In the proposal, WMATA was to split the A12 into two separate routes. The portion between Addison Road station and the intersection of Martin Luther King Jr. Highway & Greenleaf Road remained the same, but the A12 remained straight on Martin Luther King Jr. Highway and would operate to New Carrollton station via Ardwick Ardmore Road, Pennsy Road, Corporate Drive, and Garden City Drive. The line was also extended from Addison Road station to Suitland station via the P12 routing along Addison Road, Walker Mill Road, County Road, and Silver Hill Road. The line was named Route MD147.

The A12 portion along Landover Road was modified into different routes. The portion between Prince George's Hospital and the intersection of Landover Road & Brightseat Road was changed to operate between Prince George's Hospital and Downtown Largo station via Hospital Drive, Landover Road, Pennsy Drive, Landover station, Pinebrook Avenue, Hawthrone Avenue, Fire House Road, Landover Road, Martin Luther King Jr. Highway, Greenleaf Road, Barlowe Road, Landover Road, St. Josephs Drive, Ruby Lockhart Boulevard, Woodmore Town Center, Lottsford Road, Largo Drive West, and Harry S Truman Drive.
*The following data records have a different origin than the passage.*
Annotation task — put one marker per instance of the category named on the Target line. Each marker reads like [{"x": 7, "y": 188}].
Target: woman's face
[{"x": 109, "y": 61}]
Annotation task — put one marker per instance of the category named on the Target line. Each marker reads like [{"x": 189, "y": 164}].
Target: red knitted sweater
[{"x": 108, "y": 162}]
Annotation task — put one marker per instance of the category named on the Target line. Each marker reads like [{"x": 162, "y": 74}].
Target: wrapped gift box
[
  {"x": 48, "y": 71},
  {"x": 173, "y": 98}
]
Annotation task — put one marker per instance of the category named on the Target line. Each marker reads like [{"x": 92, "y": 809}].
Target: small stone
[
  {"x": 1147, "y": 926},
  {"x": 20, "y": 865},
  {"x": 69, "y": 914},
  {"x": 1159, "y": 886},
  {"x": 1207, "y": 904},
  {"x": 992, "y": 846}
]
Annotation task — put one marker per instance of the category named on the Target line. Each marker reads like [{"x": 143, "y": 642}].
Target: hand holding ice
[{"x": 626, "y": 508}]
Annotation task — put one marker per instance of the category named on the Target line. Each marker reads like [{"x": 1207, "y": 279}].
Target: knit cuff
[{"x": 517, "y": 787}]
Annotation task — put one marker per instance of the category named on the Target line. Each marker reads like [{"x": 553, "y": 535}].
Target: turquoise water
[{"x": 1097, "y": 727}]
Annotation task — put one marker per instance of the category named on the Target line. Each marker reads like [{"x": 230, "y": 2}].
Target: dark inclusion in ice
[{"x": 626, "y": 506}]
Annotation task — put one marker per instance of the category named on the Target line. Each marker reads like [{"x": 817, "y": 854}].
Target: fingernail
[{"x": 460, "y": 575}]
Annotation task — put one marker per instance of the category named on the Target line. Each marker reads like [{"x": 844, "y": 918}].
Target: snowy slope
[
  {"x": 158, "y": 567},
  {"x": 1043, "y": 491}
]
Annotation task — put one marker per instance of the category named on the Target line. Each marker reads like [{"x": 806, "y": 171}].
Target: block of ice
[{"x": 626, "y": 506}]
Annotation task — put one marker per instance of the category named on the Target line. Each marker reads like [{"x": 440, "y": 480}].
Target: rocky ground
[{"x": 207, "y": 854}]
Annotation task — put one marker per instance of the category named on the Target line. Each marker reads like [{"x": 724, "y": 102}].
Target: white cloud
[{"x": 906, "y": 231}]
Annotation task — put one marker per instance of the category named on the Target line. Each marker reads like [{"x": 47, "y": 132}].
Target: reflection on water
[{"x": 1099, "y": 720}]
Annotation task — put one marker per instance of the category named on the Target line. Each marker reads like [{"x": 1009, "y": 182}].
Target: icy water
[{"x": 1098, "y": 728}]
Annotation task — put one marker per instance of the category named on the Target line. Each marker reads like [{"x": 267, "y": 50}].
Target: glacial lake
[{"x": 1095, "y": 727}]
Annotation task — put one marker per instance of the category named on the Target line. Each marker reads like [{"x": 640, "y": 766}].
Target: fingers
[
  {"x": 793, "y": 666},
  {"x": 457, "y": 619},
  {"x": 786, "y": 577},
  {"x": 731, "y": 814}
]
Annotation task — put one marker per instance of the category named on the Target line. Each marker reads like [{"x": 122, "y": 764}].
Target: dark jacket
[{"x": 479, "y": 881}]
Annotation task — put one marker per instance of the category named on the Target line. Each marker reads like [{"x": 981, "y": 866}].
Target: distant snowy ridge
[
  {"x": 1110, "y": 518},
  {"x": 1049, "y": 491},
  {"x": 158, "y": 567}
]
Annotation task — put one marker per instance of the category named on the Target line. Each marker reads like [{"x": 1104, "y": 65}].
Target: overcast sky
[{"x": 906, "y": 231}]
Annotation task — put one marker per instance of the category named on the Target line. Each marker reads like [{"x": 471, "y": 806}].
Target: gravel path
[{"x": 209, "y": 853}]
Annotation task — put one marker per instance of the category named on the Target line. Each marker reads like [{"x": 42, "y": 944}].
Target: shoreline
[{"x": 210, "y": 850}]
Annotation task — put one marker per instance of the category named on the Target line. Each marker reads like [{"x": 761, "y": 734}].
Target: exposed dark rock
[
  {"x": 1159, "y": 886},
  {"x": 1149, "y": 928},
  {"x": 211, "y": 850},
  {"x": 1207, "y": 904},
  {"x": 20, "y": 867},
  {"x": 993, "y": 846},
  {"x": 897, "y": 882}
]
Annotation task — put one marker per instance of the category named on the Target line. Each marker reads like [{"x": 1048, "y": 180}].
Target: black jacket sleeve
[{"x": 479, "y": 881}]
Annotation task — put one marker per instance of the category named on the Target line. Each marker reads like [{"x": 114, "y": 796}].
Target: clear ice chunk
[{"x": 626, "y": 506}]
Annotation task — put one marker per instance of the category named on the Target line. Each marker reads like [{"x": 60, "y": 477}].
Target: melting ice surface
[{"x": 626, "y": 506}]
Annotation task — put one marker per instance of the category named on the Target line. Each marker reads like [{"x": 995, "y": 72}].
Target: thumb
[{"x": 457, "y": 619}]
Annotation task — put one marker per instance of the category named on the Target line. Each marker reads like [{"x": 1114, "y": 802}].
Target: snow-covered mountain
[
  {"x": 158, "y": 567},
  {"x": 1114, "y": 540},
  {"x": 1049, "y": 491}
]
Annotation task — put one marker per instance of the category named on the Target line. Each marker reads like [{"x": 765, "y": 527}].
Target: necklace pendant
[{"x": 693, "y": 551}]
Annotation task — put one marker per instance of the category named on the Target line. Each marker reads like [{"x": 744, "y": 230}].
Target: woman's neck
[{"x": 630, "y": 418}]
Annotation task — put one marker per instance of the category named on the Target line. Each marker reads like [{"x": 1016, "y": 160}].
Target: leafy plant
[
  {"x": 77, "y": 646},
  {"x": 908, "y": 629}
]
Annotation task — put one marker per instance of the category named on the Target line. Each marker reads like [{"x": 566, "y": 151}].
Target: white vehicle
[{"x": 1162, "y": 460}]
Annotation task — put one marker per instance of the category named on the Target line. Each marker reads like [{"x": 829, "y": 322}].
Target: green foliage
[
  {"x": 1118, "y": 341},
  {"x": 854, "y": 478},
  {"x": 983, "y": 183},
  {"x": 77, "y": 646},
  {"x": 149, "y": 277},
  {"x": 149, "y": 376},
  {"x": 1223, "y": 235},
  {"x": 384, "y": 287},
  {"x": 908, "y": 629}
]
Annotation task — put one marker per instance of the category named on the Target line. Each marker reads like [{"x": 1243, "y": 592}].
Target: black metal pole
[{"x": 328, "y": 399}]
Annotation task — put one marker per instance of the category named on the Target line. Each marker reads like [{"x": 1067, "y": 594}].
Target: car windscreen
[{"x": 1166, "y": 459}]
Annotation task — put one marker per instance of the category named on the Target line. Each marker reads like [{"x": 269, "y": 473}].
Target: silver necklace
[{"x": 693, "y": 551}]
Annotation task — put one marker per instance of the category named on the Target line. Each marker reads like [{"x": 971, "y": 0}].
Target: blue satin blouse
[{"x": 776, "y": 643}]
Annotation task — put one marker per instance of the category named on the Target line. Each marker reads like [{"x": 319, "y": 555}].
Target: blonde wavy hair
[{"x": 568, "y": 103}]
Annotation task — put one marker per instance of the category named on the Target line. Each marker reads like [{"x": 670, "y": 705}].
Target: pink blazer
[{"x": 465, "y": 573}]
The line was named Route MD256. This route would later become the L12 in June 2023, with the route also serving Capital Plaza.

The A12 portion between Landover station and Capital Plaza via Pennsy Drive, Landover Road, Hospital Drive, Prince George's Hospital, the Baltimore–Washington Parkway, and Annapolis Road was extended to operate to College Park–University of Maryland station via Annapolis Road, Veterans Parkway, Riverdale Road, Auburn Avenue, Good Luck Road, and Paint Branch Parkway. The line was named Route MD255.

Service along the Glenarden loop via Brightseat Road, Martin Luther King Jr. Highway, and Ardwick Ardmore Road was taken over by the proposed Route MD257, MD357, and MD363.

Before WMATA's Revised Draft Visionary Network, WMATA implemented the L12 between Capital Plaza and Downtown Largo station via Landover Road. This change was essentially the proposed MD256 routing with the extension to Capital Plaza. As a result, the proposed MD255 was dropped from the proposals, and the MD256 was renamed to Route P41, with service operating along the current Route MD256 and L12 routing, but service to Prince George's Hospital was not included in the proposal. All changes were then proposed during WMATA's 2025 Proposed Network.

On November 21, 2024, WMATA approved its Better Bus Redesign Network.

Beginning on June 29, 2025, Route L12 was renamed into the P41, keeping the same route with the exception that it no longer serves the former Prince George's Hospital Complex.